4 The establishment of the prediction model

4.1 The setting of model parameter

In the process of adopting the ELM into the liquefaction prediction based on CPT, the optimist network topology can be obtained by trial and error method; the number of the neuron was tried to be determined by setting this number from 5 to 16 when the activation was fixed, the corresponding accuracy of the training set and test set is illustrated in Fig. 2a. It was shown the value of these two accuracies was 81.43% and 87.5%, respectively, which is the highest when the number of the neuron was 12.

Fig. 2
figure 2

The accuracy of different number of the neuron

Simultaneously, the variation of operation rate with the increase in the number of the neuron is shown in Fig. 3a, it changed from 1.50 to 1.52 s; it can be accepted this rate was not the fastest when this number was 12 considering the high accuracy; thus, this number was assured as 12. Besides, to verify the advantage of CPT over SPT, the ELM model established through the same procedure based on the SPT data is cited in Figs. 2 and 3. It can be seen the highest accuracy of the training set and test set of CPT model are all higher than that of SPT model, and the operation time of CPT model in Fig,3(a) is lower than that of SPT model in Fig. 3b. So the model of CPT performs better than that of SPT.

Fig. 3
figure 3

The operation rate of different number of the neuron

After that, the activation function was chosen from \(sig\), \(sin\), \(hardlim\) by comparing the accuracy and operation rate of them when the number of the neuron was 12; the results were listed and are indicated in Table 2, the function \(sig\) should be selected because of its highest accuracy and fastest rate.

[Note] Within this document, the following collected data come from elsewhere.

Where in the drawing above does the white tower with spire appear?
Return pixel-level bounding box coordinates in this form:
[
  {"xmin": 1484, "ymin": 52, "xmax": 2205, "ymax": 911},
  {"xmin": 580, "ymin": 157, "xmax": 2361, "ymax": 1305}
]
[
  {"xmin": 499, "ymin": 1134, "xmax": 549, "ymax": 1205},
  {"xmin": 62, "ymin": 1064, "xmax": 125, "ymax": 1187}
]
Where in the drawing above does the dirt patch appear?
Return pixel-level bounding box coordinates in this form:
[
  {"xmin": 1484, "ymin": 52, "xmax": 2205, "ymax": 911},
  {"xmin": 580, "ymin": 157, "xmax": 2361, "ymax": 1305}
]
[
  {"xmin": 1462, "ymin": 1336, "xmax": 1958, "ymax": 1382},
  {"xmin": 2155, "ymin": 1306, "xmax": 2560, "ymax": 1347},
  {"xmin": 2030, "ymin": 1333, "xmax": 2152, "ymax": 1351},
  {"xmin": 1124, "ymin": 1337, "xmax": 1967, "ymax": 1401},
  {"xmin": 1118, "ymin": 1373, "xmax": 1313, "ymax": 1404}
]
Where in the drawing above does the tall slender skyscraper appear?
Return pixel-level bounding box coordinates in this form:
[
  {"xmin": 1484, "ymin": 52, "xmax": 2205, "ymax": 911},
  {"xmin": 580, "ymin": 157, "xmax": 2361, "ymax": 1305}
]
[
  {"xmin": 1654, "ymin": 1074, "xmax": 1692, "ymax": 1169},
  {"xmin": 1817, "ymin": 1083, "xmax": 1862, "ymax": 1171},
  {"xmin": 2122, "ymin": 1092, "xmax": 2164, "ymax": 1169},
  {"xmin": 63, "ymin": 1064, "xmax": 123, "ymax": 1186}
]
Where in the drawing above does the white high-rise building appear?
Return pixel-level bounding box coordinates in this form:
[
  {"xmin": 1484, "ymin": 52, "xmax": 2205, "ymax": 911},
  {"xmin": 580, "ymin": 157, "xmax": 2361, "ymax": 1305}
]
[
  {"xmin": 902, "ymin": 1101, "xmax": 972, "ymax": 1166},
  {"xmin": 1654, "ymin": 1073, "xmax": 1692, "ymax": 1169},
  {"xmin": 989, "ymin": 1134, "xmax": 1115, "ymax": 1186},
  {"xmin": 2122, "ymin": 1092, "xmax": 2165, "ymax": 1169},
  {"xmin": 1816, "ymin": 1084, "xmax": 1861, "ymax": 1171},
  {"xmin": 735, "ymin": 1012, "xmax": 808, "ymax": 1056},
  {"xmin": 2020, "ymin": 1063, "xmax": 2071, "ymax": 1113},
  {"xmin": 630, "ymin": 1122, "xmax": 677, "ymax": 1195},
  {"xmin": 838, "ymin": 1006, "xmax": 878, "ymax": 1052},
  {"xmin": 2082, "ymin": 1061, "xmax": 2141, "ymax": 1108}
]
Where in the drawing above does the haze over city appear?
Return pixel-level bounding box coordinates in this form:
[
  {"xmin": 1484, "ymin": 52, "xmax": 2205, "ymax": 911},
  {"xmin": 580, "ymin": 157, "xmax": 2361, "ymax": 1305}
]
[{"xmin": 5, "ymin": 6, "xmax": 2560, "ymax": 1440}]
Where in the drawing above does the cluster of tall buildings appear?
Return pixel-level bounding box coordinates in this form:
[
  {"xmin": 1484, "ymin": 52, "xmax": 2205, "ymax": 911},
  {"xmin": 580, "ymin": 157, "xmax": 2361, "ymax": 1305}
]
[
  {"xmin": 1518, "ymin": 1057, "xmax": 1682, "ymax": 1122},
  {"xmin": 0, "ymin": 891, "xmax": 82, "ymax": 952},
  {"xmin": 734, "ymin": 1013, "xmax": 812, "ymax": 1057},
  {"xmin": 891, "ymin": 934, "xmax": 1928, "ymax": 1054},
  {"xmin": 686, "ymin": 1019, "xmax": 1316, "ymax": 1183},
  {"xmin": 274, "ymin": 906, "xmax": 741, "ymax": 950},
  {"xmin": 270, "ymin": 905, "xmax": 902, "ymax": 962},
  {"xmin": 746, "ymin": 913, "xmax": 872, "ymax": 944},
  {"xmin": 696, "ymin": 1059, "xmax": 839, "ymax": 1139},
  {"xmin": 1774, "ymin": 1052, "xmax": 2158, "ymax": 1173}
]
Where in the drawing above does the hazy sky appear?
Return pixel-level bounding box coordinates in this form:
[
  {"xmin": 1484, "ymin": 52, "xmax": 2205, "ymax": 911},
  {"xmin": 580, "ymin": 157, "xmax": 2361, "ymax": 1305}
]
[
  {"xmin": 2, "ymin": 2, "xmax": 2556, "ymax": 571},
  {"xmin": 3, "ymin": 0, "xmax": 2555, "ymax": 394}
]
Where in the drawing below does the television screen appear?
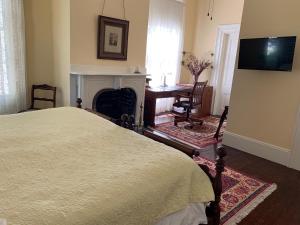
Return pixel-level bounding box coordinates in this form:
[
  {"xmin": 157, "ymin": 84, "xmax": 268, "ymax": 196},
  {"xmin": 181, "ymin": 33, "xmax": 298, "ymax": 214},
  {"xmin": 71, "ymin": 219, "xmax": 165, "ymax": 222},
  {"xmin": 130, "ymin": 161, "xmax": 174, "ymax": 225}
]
[{"xmin": 238, "ymin": 36, "xmax": 297, "ymax": 71}]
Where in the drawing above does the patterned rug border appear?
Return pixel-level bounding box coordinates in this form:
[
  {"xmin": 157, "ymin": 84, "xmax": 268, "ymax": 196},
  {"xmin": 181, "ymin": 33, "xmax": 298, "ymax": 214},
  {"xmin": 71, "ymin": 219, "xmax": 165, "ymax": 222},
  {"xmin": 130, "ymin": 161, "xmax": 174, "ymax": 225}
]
[
  {"xmin": 149, "ymin": 127, "xmax": 223, "ymax": 150},
  {"xmin": 155, "ymin": 117, "xmax": 217, "ymax": 127},
  {"xmin": 223, "ymin": 184, "xmax": 277, "ymax": 225},
  {"xmin": 195, "ymin": 156, "xmax": 276, "ymax": 184},
  {"xmin": 194, "ymin": 156, "xmax": 277, "ymax": 225}
]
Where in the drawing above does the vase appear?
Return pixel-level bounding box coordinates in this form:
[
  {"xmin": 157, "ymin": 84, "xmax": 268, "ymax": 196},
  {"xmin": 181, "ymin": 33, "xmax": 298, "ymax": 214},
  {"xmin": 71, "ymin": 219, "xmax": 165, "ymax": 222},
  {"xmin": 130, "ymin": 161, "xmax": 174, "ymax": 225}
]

Finally, according to the number of parameters and liquefaction index, the structure of the ELM model was decided as 7-12-1.

Table 2 Accuracy of three activation function

4.2 The analysis of prediction result

The performance of the ELM model on the test set is illustrated in Fig. 4, among the 16 samples, 14 samples were predicted correctly; the overall accuracy was 87.5% which was a decent result. To furtherly explain the advantage of ELM, the specific test result is listed in Table 3.

Fig. 4
figure 4

The performance of the trained model

Table 3 Prediction of Liquefied test sample

It can be found that the accuracy of 7 liquefied cases was 100%, but that of 9 non-liquefied cases was 77.78%; thus the overall accuracy of 87.5% was due to the low accuracy of the non-liquefied case, which can be explained as the low proportion of non-liquefied samples in CPT database. So the accuracy of the liquefied set can satisfy the request of the engineering.

5 Conclusions

Considering the advantage of CPT over the SPT and the complexity of the mesoscopic mechanism of the soil liquefaction, the ELM was tried to train a prediction model based on 266 CPT samples. The ELM model based on CPT was established by choosing function \({\text{sin}}\) and 12 neurons, in which the accuracy of using was 81.43% and 87.50% for the training set and test set, respectively; at the same time, the operation was 1.5055 s which was not much different from other two functions. It was indicated that the prediction model based on CPT perform better than that of SPT and can obtain a highly accurate prediction of 100% for the liquefied case and overall accuracy of 87.5% which can be promoted by adding more non-liquefied cases into the training set. ELM was proved to be feasible to be used and developed into the in situ evaluation.